Tuscan Bean Soup
This hearty Italian soup translated – reboiled is very famous
in Florence. The day old breadcrumbs
give this soup a very creamy texture, and it gets even better if left overnight
in the refrigerator and reboiled the next day.
The consistency is thick and creamy like a stew, or if you prefer, add
more water or stock and thin it out.
6-8 servings
1 ½ cups dried
cannellini beans, soaked overnight and drained
4 tablespoons extra-virgin olive oil
1 large onion, diced
2 leeks, white and light green parts only,
thinly sliced
2 carrots, cut into 1/4-inch dice
2 celery stalks, cut into 1/4-inch dice
3 garlic cloves, chopped
4 sprigs fresh thyme
2 sprigs rosemary
Salt and freshly
ground black pepper
1 bay leaf
1 pound chopped kale, roughly chopped
4 tablespoons tomato paste
4 cups water
2 cups chicken broth
or water
4 (1/2-inch) slices day old Italian peasant
bread, made into breadcrumbs or ½ cup breadcrumbs
Freshly grated Parmigiano-Reggiano
Place the presoaked
cannellini beans in a medium stockpot. Add water to just cover the beans and
bring the water to a boil over high heat. Lower the heat and let the beans
simmer until tender, about 1 hour.
In a large stock pot, heat the oil over medium-high heat until hot but not smoking. Add the onion and leeks, and cook for 5 minutes. Add the carrots, celery, garlic, and herbs. Cook, stirring occasionally, until the vegetables begin to soften, about 5 minutes. Add the kale and cook until the kale has softened and the flavors have blended, about 10 minutes. Salt and pepper to taste. Add the tomato paste, and stir until the tomato paste is well distributed throughout the vegetable mixture.

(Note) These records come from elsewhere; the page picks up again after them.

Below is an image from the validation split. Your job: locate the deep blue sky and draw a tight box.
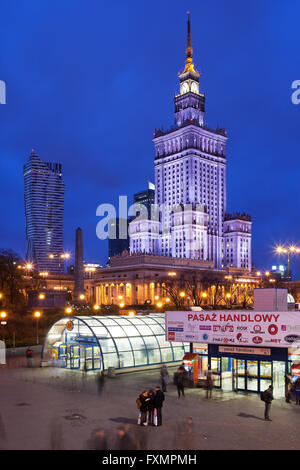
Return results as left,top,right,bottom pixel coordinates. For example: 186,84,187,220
0,0,300,278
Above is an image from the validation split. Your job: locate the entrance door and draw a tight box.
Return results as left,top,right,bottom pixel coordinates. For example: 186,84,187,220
210,357,221,388
272,361,285,398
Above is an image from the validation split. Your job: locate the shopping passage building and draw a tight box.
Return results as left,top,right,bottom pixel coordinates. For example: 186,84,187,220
42,314,189,370
166,310,300,398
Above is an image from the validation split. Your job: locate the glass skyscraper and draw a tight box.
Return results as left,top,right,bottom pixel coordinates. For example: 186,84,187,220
24,151,65,272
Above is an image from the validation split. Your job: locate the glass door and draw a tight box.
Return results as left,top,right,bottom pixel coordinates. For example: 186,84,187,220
246,361,259,392
236,359,246,390
272,361,285,398
259,361,272,392
210,357,221,388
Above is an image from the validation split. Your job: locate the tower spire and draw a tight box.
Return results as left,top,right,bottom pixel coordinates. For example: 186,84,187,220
186,11,193,58
183,11,197,73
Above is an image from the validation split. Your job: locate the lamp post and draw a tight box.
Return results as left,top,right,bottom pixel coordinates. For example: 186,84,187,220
275,245,300,282
33,311,42,344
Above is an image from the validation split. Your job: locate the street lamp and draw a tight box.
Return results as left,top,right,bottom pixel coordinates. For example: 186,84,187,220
275,245,300,281
33,311,42,344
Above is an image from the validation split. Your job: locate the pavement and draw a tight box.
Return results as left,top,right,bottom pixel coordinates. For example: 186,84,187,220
0,358,300,450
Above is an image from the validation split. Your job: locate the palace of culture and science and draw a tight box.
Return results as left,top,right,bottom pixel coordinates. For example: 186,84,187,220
129,16,251,271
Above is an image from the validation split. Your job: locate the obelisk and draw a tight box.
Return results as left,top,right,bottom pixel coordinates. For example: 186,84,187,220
74,227,84,300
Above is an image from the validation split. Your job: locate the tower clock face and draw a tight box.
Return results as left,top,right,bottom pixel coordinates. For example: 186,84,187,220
181,82,189,93
191,82,198,93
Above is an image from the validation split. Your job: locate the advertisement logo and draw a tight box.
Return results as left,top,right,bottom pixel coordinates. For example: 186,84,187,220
284,335,300,343
268,325,278,335
213,325,234,333
66,320,74,331
236,333,248,343
252,336,263,344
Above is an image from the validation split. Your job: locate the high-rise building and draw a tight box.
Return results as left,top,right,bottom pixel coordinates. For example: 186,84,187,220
129,16,251,270
24,150,65,272
133,182,155,218
108,217,129,260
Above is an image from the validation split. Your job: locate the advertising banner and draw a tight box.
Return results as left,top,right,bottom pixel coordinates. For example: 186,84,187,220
165,310,300,348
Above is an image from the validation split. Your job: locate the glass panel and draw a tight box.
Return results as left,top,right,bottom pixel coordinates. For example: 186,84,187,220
147,349,163,364
103,353,119,369
144,336,158,349
128,317,144,325
156,336,171,348
120,352,134,367
115,338,131,351
236,359,246,390
100,339,116,353
107,326,126,338
98,317,117,326
260,361,272,380
193,343,208,354
222,357,232,390
122,326,140,336
134,349,147,366
173,346,184,361
211,357,221,387
88,326,109,338
273,361,285,398
137,325,153,336
130,337,146,350
161,348,173,362
150,325,165,335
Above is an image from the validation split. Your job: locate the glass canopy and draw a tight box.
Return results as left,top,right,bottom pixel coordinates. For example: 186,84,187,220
42,314,189,370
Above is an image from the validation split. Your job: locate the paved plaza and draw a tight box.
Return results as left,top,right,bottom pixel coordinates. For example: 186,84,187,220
0,358,300,450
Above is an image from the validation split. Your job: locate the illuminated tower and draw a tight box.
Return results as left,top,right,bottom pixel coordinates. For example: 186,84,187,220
24,150,65,272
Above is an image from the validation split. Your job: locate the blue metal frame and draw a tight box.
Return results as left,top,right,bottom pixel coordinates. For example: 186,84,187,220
42,316,187,370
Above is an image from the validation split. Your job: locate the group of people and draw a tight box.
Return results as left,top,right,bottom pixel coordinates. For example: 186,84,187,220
136,385,165,426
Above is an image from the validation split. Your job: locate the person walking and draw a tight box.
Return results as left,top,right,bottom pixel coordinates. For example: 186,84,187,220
262,385,274,421
137,390,150,426
97,370,105,395
206,370,214,398
284,374,292,403
147,390,155,426
294,377,300,405
154,385,165,426
25,346,33,367
160,364,170,392
175,367,185,398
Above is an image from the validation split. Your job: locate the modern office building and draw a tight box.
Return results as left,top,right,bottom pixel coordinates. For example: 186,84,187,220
108,217,129,263
24,150,65,273
129,13,252,271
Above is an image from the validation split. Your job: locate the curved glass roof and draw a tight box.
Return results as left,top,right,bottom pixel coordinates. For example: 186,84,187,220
42,314,189,370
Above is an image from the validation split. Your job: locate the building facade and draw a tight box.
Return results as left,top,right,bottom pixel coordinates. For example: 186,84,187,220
24,151,65,273
129,17,251,271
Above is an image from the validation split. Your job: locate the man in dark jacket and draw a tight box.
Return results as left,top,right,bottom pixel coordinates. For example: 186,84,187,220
264,385,274,421
154,386,165,426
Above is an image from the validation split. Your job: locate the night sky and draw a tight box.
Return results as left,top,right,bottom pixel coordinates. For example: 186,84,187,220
0,0,300,278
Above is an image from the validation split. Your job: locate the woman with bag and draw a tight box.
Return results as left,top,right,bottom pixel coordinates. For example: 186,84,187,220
136,390,150,426
160,364,170,392
154,386,165,426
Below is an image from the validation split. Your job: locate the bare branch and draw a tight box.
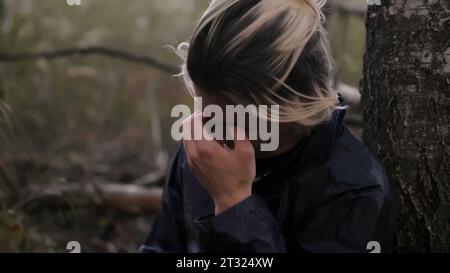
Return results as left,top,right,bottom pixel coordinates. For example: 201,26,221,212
0,46,177,74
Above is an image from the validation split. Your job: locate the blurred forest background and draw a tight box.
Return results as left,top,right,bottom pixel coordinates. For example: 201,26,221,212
0,0,367,252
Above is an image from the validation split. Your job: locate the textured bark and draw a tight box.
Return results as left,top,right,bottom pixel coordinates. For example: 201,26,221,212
363,0,450,252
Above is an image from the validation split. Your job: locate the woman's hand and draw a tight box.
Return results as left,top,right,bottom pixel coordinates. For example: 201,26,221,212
183,113,256,214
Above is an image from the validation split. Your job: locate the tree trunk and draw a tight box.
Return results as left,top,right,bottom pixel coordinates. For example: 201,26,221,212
363,0,450,252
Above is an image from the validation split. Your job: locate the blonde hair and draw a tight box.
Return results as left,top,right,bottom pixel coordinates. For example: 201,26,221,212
177,0,339,126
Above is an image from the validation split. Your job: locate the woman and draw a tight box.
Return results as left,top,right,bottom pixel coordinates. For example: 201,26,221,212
141,0,396,252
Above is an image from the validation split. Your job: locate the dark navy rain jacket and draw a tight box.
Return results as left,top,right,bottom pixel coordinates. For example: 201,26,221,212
140,110,398,253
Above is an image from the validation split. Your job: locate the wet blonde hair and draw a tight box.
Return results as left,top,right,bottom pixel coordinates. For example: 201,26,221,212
177,0,339,126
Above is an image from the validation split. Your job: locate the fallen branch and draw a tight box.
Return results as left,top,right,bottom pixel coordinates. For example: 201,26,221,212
0,46,177,74
328,0,367,18
22,182,162,215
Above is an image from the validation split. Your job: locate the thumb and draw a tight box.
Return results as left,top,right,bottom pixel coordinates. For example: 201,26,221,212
233,127,254,155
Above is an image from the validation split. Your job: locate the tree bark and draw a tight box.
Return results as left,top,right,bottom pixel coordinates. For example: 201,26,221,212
362,0,450,252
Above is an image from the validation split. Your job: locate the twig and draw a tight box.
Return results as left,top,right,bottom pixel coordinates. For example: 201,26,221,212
0,46,177,74
328,0,367,17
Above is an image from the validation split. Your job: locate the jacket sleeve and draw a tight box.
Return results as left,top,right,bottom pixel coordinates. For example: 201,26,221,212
196,195,286,253
139,149,186,253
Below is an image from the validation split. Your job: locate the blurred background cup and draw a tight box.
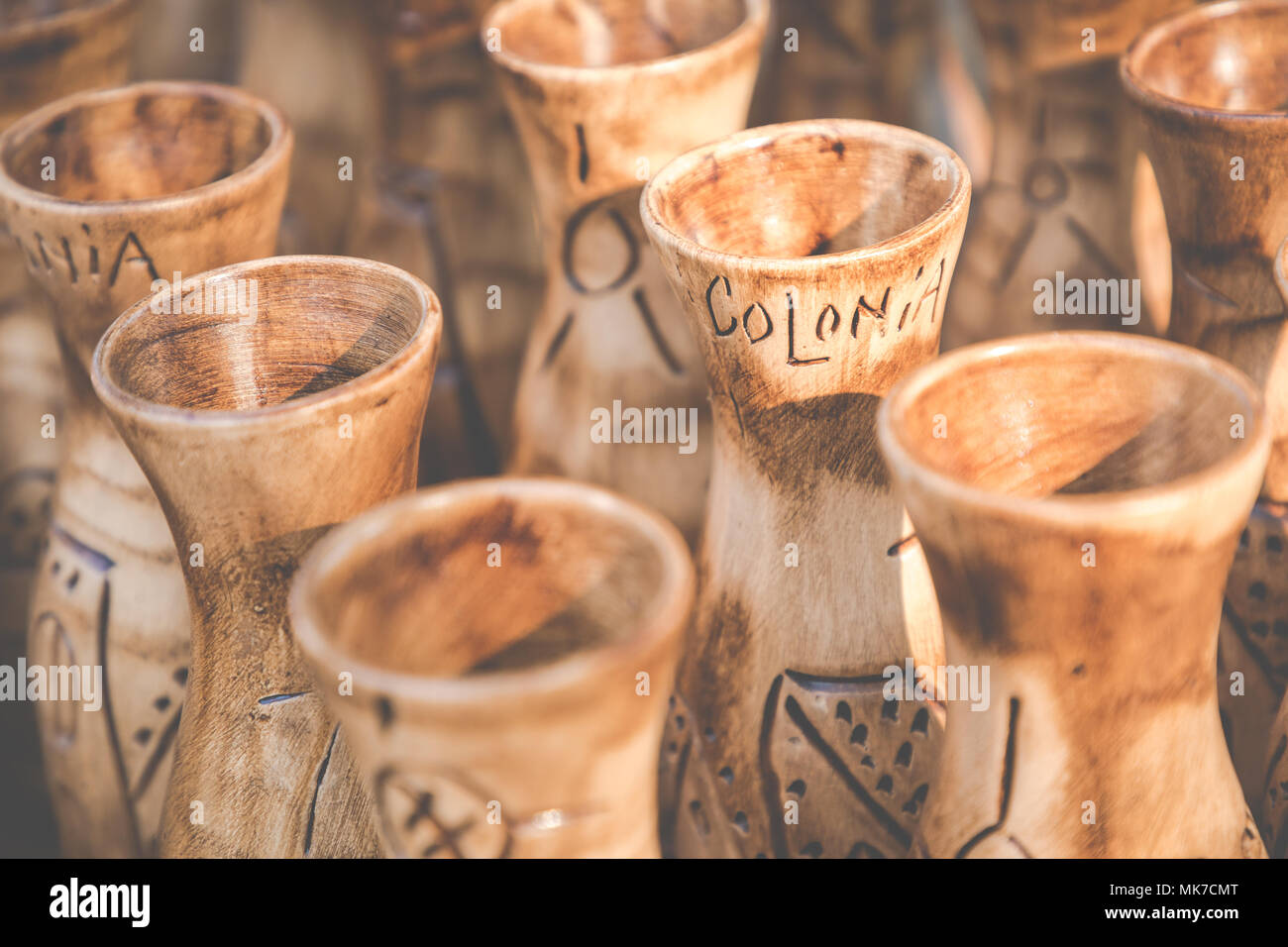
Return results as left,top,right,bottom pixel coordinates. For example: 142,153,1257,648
1121,0,1288,810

Add the beans, water, and broth and let simmer until the flavors are well blended, about 30 minutes more. Remove the sprigs of rosemary and thyme and the bay leaf.
When the soup is close to being done, and the beans are tender, add breadcrumbs, and cook for another 10 minutes or until smooth. Taste for seasoning. If it is too thick, add more water or stock.
Garnish with grated Parmigiano, to taste.